A full hearing is scheduled for the matter on Feb. 27 in Hinds County Chancery Court, and while city attorney Melvin Miller II hailed the temporary restraining order as "a victory for truth," free speech advocates were stunned.

"What the city is doing is wildly unconstitutional," said First Amendment lawyer Adam Steinbaugh, of FIRE.org. "For one, *governments* can't sue for libel. Full stop."

Steinbaugh added that prior restraint, or censorship, by a government or institution is almost never possible.

"If there were only one thing the First Amendment says you can't do, it's this," Steinbaugh said. "The city going to the legislature for permission for a tax increase is not like the secret movements of soldiers during wartime. And the editorial appears to be... true? The city itself submitted an affidavit from the clerk admitting that she just plum forgot to notify the media (as required by state law.

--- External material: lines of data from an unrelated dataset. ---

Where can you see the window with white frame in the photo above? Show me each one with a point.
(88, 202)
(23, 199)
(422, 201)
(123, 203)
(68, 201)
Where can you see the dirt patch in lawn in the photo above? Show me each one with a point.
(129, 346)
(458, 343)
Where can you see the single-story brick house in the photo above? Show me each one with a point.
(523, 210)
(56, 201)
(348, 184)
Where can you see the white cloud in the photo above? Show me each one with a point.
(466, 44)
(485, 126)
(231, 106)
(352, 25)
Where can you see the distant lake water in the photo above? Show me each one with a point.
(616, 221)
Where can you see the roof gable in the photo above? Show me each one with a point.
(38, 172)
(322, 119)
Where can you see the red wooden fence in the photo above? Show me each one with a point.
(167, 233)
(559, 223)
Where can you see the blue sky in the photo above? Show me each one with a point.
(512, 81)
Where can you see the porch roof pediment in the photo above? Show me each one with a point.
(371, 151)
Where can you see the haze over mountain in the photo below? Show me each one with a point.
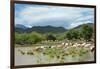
(45, 29)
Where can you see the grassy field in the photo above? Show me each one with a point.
(54, 53)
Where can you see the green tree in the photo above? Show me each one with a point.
(73, 34)
(87, 32)
(51, 37)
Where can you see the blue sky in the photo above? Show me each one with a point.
(59, 16)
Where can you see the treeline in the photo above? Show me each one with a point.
(85, 32)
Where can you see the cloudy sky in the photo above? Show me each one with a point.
(59, 16)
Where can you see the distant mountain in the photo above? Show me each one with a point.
(78, 27)
(20, 26)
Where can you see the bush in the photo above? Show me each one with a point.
(28, 38)
(73, 34)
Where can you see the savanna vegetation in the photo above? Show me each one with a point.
(72, 45)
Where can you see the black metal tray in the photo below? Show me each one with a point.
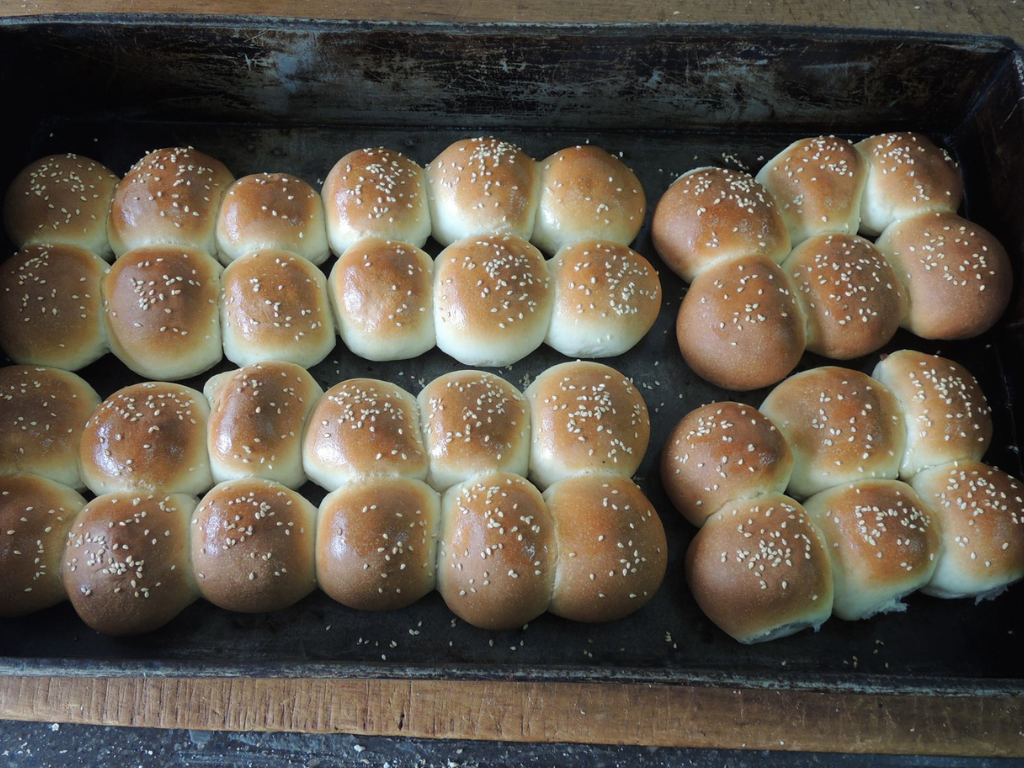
(294, 96)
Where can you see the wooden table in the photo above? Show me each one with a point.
(551, 712)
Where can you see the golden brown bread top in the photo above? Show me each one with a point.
(169, 196)
(980, 511)
(710, 214)
(496, 566)
(489, 286)
(759, 564)
(739, 325)
(880, 530)
(816, 183)
(146, 436)
(612, 552)
(911, 172)
(50, 303)
(491, 183)
(374, 190)
(35, 515)
(841, 424)
(852, 298)
(587, 416)
(383, 287)
(595, 280)
(252, 546)
(43, 412)
(274, 297)
(268, 208)
(946, 414)
(126, 566)
(367, 427)
(956, 273)
(472, 419)
(257, 414)
(160, 299)
(721, 452)
(587, 192)
(376, 543)
(60, 199)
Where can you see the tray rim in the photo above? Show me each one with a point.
(702, 29)
(43, 670)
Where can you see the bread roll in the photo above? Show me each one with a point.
(51, 310)
(946, 414)
(377, 543)
(842, 426)
(883, 544)
(126, 566)
(274, 307)
(257, 417)
(473, 422)
(162, 314)
(363, 428)
(980, 512)
(852, 299)
(710, 215)
(606, 299)
(170, 197)
(585, 417)
(35, 515)
(739, 326)
(148, 436)
(817, 184)
(376, 193)
(759, 569)
(721, 452)
(587, 194)
(253, 546)
(43, 412)
(271, 210)
(496, 561)
(611, 548)
(907, 174)
(60, 199)
(482, 186)
(382, 295)
(493, 300)
(957, 275)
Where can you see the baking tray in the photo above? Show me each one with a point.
(294, 96)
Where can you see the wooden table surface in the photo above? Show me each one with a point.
(550, 712)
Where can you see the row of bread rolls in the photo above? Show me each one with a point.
(171, 312)
(591, 549)
(272, 420)
(776, 265)
(763, 565)
(145, 547)
(182, 197)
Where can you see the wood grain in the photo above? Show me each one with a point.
(593, 713)
(984, 16)
(550, 712)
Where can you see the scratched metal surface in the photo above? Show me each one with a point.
(283, 96)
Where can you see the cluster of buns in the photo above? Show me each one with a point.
(209, 265)
(764, 565)
(428, 493)
(776, 264)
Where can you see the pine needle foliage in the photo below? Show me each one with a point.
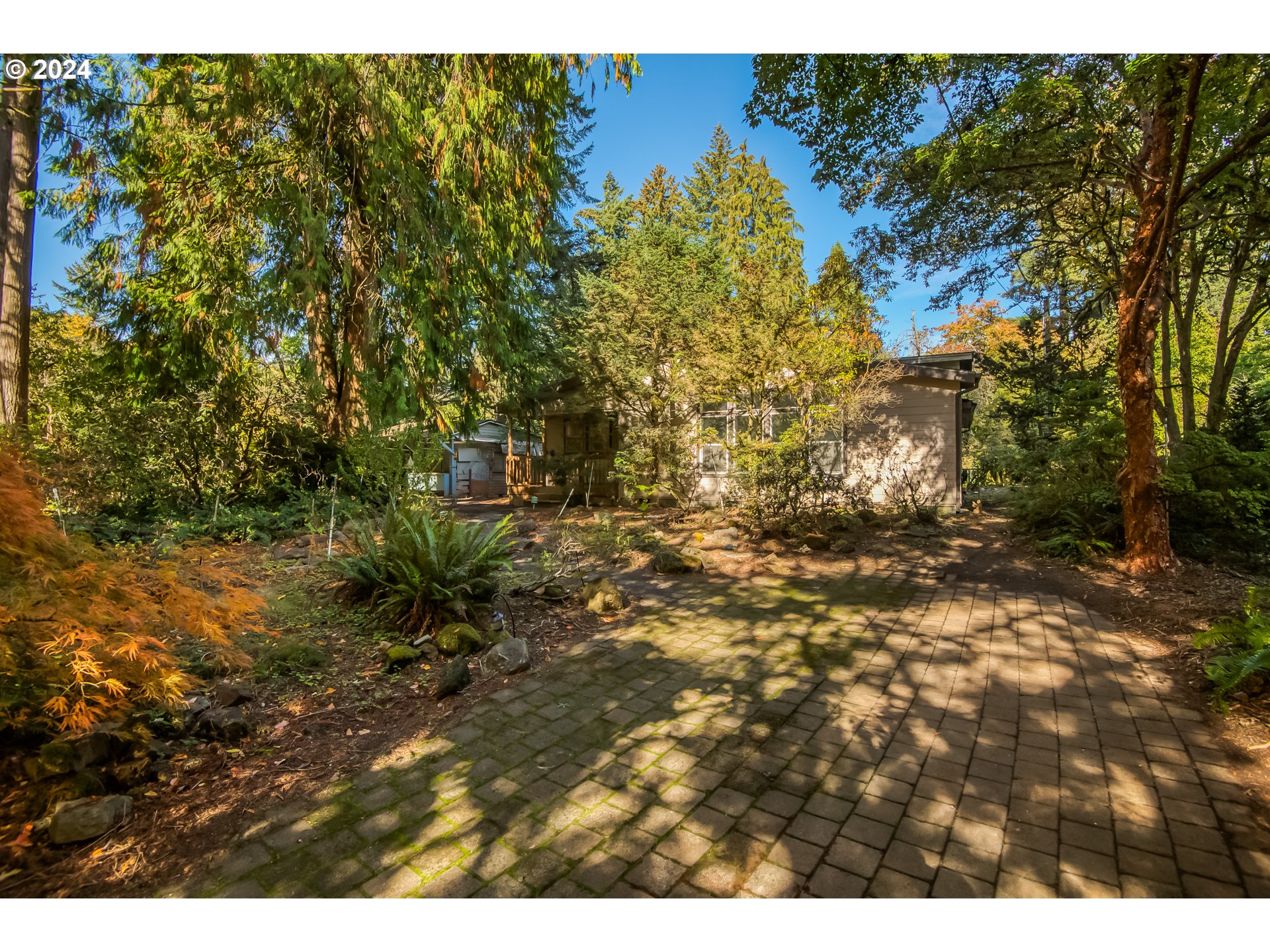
(88, 635)
(1242, 648)
(423, 564)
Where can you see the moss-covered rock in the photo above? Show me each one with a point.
(603, 596)
(400, 655)
(58, 757)
(454, 678)
(671, 563)
(458, 639)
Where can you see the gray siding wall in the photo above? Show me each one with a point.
(911, 447)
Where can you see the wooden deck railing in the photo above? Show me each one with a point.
(526, 471)
(578, 473)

Whoops!"

"The city resents the suggestion it was trying to hide something by calling a special meeting and not telling the media," Steinbaugh added. "But that's *opinion,* not a false statement of fact. And by suing over an editorial, the city's proving them right."

Others agreed and questioned the judge's ruling in the case.

"This decision by Hinds County Chancery Court Judge Crystal Wise Martin is abhorrent," said journalist A.J. Perez. "Does [University of Mississippi Law School] not teach the First Amendment? The City of Clarksdale should feel ashamed even filing this TRO, let alone Judge Martin going along with it."

"C'mon everyone and read the editorial Clarksdale, Mississippi city officials don't want you to see," added Steinbaugh's FIRE colleague Alex Morey.